Objective To establish a rapid screening assay for the detection of Escherichia marmotae based on mass spectrometry, and provide technical support for the detection, infection diagnosis, and epidemiological surveillance of emerging pathogens.

Methods A standard reference library and discrimination analysis mathematical model were constructed based on protein level using the global used commercial software Biotyper^® and ClinProTools^® for the identification of E. marmotae. A total of 474 strains of pathogenic bacteria from 60 genera and 193 species were used for the assay validation. The assay was used for the rapid screening of E. marmotae in pure culture colonies. By using multi PCR-mass spectrometry microsequencing technology, we conducted a comparative analysis on screen specific target genes and designed multiple PCR primers as well as quality probe extension primers. Furthermore, we optimized the detection system to establish a direct nucleic acid-based screening assay for the detection of E. marmotae in non-cultured samples. Subsequently, we validated this assay using 66 strains of pathogenic bacteria from 8 genera and 13 species, along with simulated urine samples andfaecal samples.

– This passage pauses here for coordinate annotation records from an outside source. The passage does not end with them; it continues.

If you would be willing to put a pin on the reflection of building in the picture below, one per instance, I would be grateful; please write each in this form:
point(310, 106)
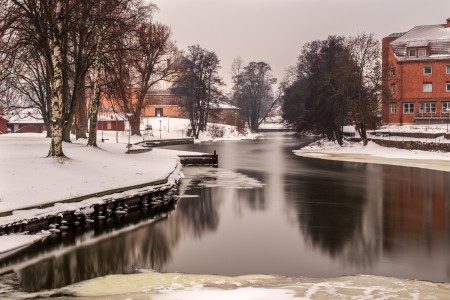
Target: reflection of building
point(162, 103)
point(416, 212)
point(417, 69)
point(3, 122)
point(26, 121)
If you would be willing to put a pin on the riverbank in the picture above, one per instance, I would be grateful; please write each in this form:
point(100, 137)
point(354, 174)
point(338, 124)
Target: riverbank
point(373, 153)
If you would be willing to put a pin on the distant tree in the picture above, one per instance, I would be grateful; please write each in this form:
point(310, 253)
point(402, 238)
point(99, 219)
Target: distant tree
point(317, 100)
point(200, 85)
point(149, 57)
point(252, 91)
point(366, 54)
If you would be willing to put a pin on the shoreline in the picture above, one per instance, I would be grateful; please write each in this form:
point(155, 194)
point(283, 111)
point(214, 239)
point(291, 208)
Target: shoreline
point(375, 154)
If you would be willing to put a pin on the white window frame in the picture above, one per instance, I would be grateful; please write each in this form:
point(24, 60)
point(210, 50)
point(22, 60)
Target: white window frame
point(394, 72)
point(422, 52)
point(408, 107)
point(393, 108)
point(427, 87)
point(427, 107)
point(445, 106)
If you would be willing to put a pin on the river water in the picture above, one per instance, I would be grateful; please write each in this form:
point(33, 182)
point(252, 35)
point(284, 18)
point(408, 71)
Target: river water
point(263, 211)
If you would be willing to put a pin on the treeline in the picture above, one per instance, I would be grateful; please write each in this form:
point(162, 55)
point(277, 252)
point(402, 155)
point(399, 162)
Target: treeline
point(65, 58)
point(336, 82)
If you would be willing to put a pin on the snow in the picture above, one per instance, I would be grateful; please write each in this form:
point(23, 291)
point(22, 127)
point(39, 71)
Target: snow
point(373, 153)
point(29, 179)
point(12, 243)
point(171, 286)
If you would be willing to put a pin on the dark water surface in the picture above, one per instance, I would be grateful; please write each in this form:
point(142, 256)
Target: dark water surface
point(265, 211)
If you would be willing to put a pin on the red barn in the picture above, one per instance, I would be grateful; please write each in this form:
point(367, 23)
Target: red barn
point(416, 65)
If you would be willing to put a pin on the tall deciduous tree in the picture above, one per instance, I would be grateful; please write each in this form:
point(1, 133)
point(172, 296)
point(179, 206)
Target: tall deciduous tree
point(149, 57)
point(318, 100)
point(200, 85)
point(366, 54)
point(253, 91)
point(56, 124)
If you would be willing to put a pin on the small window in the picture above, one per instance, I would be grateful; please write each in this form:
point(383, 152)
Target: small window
point(427, 87)
point(393, 71)
point(158, 112)
point(427, 107)
point(408, 108)
point(393, 108)
point(446, 107)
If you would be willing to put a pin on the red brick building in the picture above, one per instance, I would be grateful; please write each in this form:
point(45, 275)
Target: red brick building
point(3, 122)
point(416, 66)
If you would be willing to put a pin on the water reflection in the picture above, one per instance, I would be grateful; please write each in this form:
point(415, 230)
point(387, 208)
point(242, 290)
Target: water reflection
point(269, 211)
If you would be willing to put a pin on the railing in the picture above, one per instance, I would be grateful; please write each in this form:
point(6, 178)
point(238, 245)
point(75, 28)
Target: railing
point(430, 115)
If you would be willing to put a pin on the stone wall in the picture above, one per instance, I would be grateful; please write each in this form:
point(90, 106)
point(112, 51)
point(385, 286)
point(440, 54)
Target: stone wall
point(413, 145)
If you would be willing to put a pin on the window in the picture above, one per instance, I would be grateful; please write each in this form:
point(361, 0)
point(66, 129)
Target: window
point(427, 107)
point(158, 112)
point(427, 87)
point(446, 107)
point(408, 108)
point(393, 108)
point(393, 71)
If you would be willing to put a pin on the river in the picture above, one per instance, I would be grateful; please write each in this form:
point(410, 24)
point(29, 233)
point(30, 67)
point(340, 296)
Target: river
point(263, 211)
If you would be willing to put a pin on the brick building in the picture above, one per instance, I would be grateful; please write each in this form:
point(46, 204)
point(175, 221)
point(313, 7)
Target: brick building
point(416, 69)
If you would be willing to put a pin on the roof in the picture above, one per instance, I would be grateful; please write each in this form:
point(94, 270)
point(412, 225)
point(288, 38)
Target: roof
point(435, 37)
point(223, 105)
point(25, 116)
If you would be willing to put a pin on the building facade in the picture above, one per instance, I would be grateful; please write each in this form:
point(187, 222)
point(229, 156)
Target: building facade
point(416, 70)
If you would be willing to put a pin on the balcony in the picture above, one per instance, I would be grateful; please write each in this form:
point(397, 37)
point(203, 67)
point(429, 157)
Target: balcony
point(428, 115)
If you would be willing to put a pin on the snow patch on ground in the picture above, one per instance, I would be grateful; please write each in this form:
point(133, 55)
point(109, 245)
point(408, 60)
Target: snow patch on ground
point(373, 153)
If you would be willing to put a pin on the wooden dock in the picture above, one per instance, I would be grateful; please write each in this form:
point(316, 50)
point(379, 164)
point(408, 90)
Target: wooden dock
point(211, 160)
point(165, 142)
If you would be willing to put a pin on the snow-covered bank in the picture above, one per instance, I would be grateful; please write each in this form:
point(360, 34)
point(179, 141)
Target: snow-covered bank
point(372, 153)
point(29, 178)
point(171, 286)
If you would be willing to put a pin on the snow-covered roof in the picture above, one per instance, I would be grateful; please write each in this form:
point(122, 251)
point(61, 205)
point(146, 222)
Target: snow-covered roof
point(224, 105)
point(434, 37)
point(31, 115)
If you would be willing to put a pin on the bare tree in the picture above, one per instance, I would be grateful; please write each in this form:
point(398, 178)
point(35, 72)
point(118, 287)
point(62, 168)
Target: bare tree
point(253, 92)
point(366, 54)
point(199, 84)
point(148, 58)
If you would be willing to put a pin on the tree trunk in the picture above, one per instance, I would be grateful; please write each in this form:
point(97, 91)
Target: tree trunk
point(57, 86)
point(135, 125)
point(82, 119)
point(95, 103)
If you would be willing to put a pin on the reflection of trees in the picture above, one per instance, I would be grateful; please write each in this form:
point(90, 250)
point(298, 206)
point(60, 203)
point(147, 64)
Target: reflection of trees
point(200, 214)
point(332, 211)
point(146, 247)
point(330, 216)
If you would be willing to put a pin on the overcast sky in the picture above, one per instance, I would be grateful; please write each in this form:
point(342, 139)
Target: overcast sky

Results A standardized reference database for E. marmotae was constructed, which was validated with 474 strains of pathogenic bacteria from 60 genera and 193 species, with an accuracy of 100.00%, a specificity of 99.80% for the validation strains, and a specificity of 100.00% for E. marmotae, indicating that this method can accurately identify E. marmotae. An E. marmotae identification model was constructed through parameter optimization using genetic algorithm. The model was validated using 474 strains of pathogenic bacteria, with an accuracy of 100% and specificities of 96.40% for the validation strains and 100.00% for E. marmotae, allowing accurate identification of E. marmotae. Using multiple PCR-mass spectrometry microsequencing technology, five mutation loci were identified, i.e. gyrA-1716, gyrA-2172, secA-1362, era-126, and era-474. Three pairs of specific primers and quality probe extension primers were designed for the mutation loci, and an E. marmotae detection system was established. The system was validated using 66 strains of pathogenic bacteria, with the accuracy, specificity, and specificity of 100%, meeting the requirement for the iddentification of E. marmotae. The detection limit for simulated urine samples contaminated with with E. marmotae was 450 bacteria colonies and the detection limit for simulated stool samples was 4.5×10³ bacteria colonies.

Conclusion Three screening assays were established in this study for the detection of E. marmotae based on matrix-assisted laser desorption/ionization time of flight mass spectrometry, thereby providing technical support for the identification and clinical diagnosis of E. marmotae, and reference for the development of reverse pathogen detection methods.